Johnny Depp Spreads Blame for Vanished Fortune to Showbiz Lawyer

Johnny Depp Spreads Blame for Vanished Fortune to Showbiz Lawyer
Actor Johnny Depp gestures while being honored during the Disney Legends Awards at the D23 Expo 2015 in Anaheim, California, U.S. (Photographer: Patrick T. Fallon/Bloomberg)

(Bloomberg) -- Johnny Depp added his longtime entertainment lawyer to the list of people he says are to blame for his vanished fortune and wants $30 million in contingency fees paid over the past 18 years returned.

The star of Walt Disney Co.’s “Pirates of the Caribbean” franchise -- which has garnered about $4.5 billion in box-office sales globally -- sued Jacob Bloom on Tuesday for malpractice, among other claims. Depp says the lawyer was in cahoots with his former business managers at the Management Group, who the actor is already suing for allegedly mismanaging hundreds of millions of dollars he made.

The legal fallout between Depp and his former advisers has provided a rare glimpse into dealings between megastars and the people they entrust with running their business and private life.

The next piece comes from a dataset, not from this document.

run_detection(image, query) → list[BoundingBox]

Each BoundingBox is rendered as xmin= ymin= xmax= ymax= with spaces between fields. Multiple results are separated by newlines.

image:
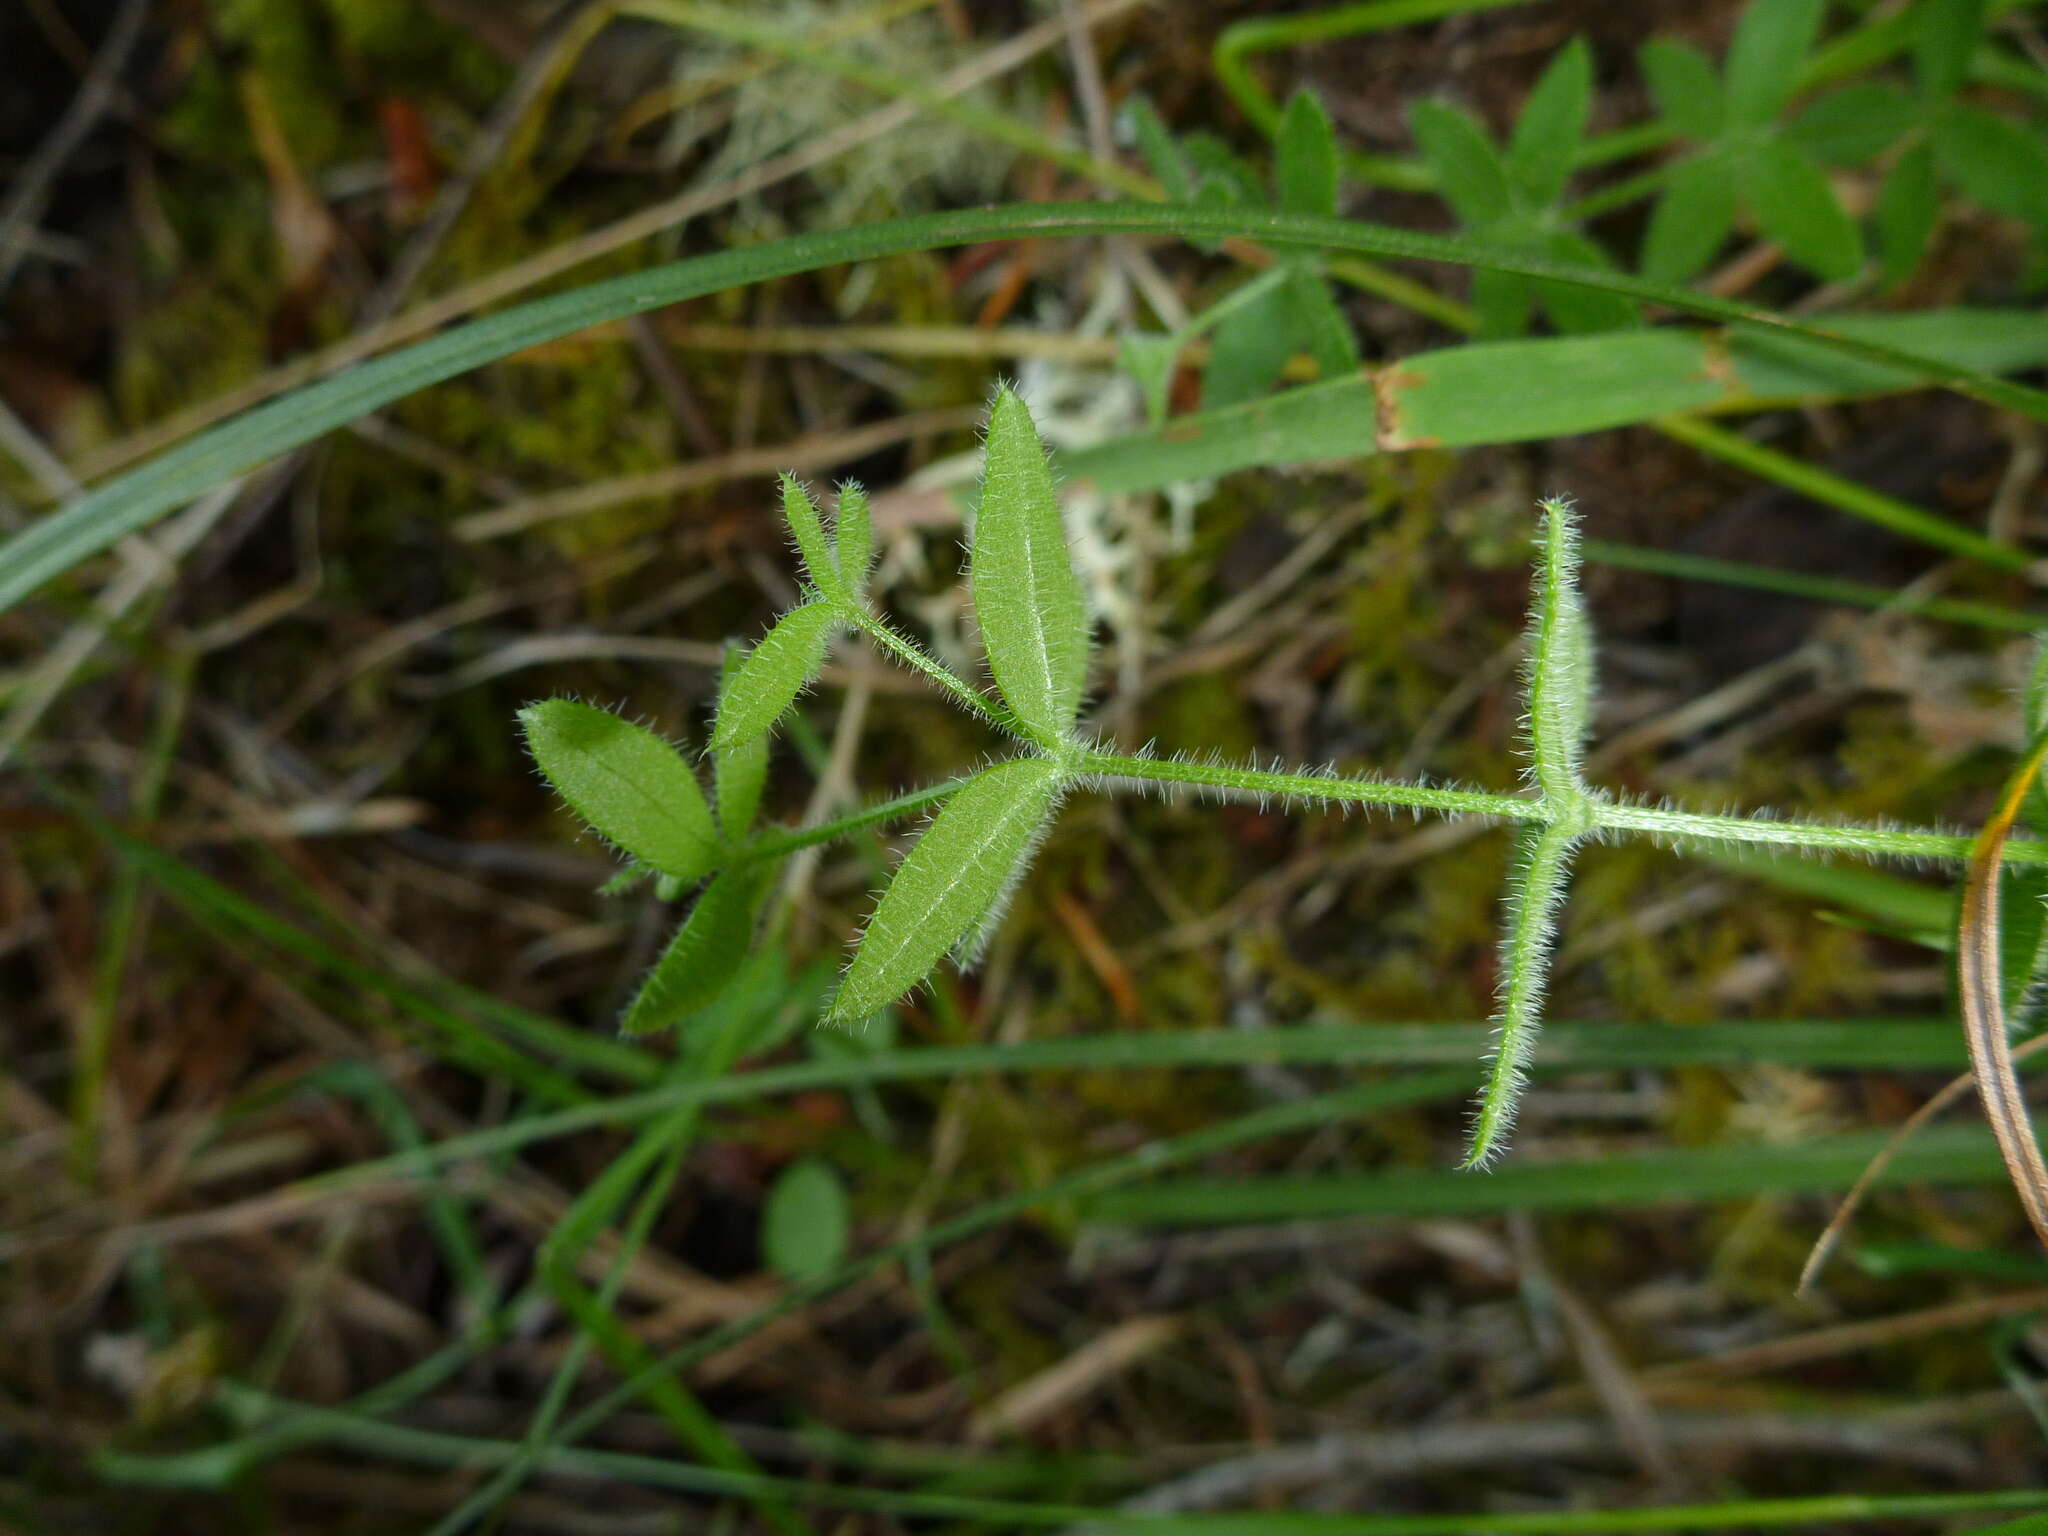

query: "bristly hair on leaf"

Specifically, the 54-year-old actor claims, Bloom helped arrange a predatory, “hard money” loan that has been sucking up his residuals from six movies while his business manager and lawyer were still getting their cut from his share of the movies.

Bloom and the Management Group “structured the loan, without the legally required disclosures to Mr. Depp, as a vehicle to provide themselves with immediate priority to millions of dollars of voidable contingency fees tied to the success of Mr. Depp’s film residuals,” all before Mr. Depp received a cent, according to the complaint filed in Los Angeles.

Bloom didn’t immediately return a call for comment on the allegations.

After Depp sued his former business managers in January for mismanagement and negligence, the Beverly Hills-based Management Group fired back, claiming the actor repeatedly ignored their advice that his $2-million-a-month lifestyle, including $30,000 just for wine, wasn’t sustainable.

Depp’s over-the-top outlays have included a 45-acre chateau in the South of France, a chain of islands in the Bahamas, a 150-foot (46-meter) luxury yacht, art works by Andy Warhol and Gustav Klimt, 70 collectible guitars, 40 full-time employees around the world and a specially made cannon that he used to blast the ashes of Hunter Thompson over Aspen, Colorado, according to his former business managers.

The case is Depp v. Bloom Hergott Diemer Rosenthal LaViolettte Feldman Schenkman & Goodman LLP, BC680066, California Superior Court, Los Angeles County (Los Angeles).